Great article MT...thanks for the link...

However, I am left wondering what would have been a better formation to run in Trinidad? He did not really say exactly why he slammed the formation they used...also should I read anything into his omission of Wood ?? Wood also took the tough lonely road to Europe at a very young age...


----------



## MWN (Feb 9, 2018)

soccerobserver said:


> Great article MT...thanks for the link...
> 
> However, I am left wondering what would have been a better formation to run in Trinidad?
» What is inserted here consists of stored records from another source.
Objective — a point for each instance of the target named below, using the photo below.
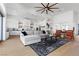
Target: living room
(27, 31)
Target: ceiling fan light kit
(47, 8)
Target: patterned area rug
(43, 49)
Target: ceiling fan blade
(46, 11)
(53, 5)
(51, 10)
(54, 8)
(43, 4)
(40, 9)
(47, 4)
(43, 11)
He did not really say exactly why he slammed the formation they used...also should I read anything into his omission of Wood ?? Wood also took the tough lonely road to Europe at a very young age...


Unfortunately, my phone was on silent ring and I missed Bruce's call that day and for that I apologize to my fellow Americans.  Getting back to the article, his slam of the 4-1-3-2 was that it is an offensive formation that can be exposed by a strong fast attacking team, which is exactly what the USA faced with Trinidad.  Once the attackers get to the defensive line, the defenders are usually playing even or a man down.  The 4-4-2 would have been a tad more defensive, allowing mids to cover and drop and a good starting formation given the wet conditions and motivation/formation used by Trinidad, or drop down to the highly defensive 4-5-1 and play it over the top hoping for that 1 on 1 chance while you wear out Trinidad.
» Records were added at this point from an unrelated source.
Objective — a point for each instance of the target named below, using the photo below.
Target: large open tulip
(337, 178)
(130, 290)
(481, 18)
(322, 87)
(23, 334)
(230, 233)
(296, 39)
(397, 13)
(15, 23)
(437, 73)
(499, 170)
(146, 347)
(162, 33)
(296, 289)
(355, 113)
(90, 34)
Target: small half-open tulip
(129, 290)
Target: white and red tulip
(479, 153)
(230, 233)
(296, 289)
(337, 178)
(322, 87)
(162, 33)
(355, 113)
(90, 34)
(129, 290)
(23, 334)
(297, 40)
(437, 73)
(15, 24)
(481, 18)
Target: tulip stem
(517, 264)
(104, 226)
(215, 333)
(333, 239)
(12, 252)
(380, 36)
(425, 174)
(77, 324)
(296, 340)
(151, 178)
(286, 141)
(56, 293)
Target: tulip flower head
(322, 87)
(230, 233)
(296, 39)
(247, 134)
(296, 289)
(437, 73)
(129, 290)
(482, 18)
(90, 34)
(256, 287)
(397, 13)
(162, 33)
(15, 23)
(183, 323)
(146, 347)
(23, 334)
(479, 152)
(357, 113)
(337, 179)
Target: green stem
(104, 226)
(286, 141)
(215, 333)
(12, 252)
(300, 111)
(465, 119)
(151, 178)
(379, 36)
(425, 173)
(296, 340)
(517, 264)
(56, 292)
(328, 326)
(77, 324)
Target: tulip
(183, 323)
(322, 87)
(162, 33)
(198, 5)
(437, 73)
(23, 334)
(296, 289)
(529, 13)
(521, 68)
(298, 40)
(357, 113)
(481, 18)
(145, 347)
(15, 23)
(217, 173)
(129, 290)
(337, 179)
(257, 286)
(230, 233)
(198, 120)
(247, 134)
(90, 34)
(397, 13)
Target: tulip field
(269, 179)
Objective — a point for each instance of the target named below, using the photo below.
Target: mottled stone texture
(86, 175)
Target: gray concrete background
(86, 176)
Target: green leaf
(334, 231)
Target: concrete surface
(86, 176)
Ultimately, Bruce's mistake was his ego.  He stuck to what he thought he knew  and showed about as much coaching sophistication as Bill Belichick when the lad was 1 and 1/2 years old.


----------



## jojosoccer (Feb 11, 2018)

As soon as Juergen said to play in Europe, Bradley and Dempsey and the rest cane back to MLS, And it showed!
Geoff Cameron nailed it.
Let MLS be a stepping stone for the top players.
I read an article when Klinsmann was still coaching, he said “in the US we develop our kids to play in the NCAA. In the rest of the world they develop their kids to play pro”.


----------



## Real Deal (Feb 13, 2018)

toucan said:


> IMHO, the most important insight given by Cameron has to do with how difficult it is to keep a roster spot in a competitive European league.  He uses the term "ruthless" when describing the competition at each practice.  One term he *never* uses is "development."  He never once suggests that coaches should concentrate on "developing" players; instead, he implies that ruthless competition is itself the best "developer."
> 
> As a youth coach, "development" is critical, although each coach has his or her own idea of what the term means.  To me, it means a thoughtful training plan, with regular and intense focus on fundamental touch-technique, within the context of a possession-style team concept.
> 
> I wholeheartedly agree with Cameron on this point: If you want to build good teams and good players at *any* level, you have to create an atmosphere where each player must compete for his or her position at every practice, and you must exhibit a certain amount of ruthlessness when it comes to roster selection, meaning that players who are not performing must be removed from the roster for the good of the team.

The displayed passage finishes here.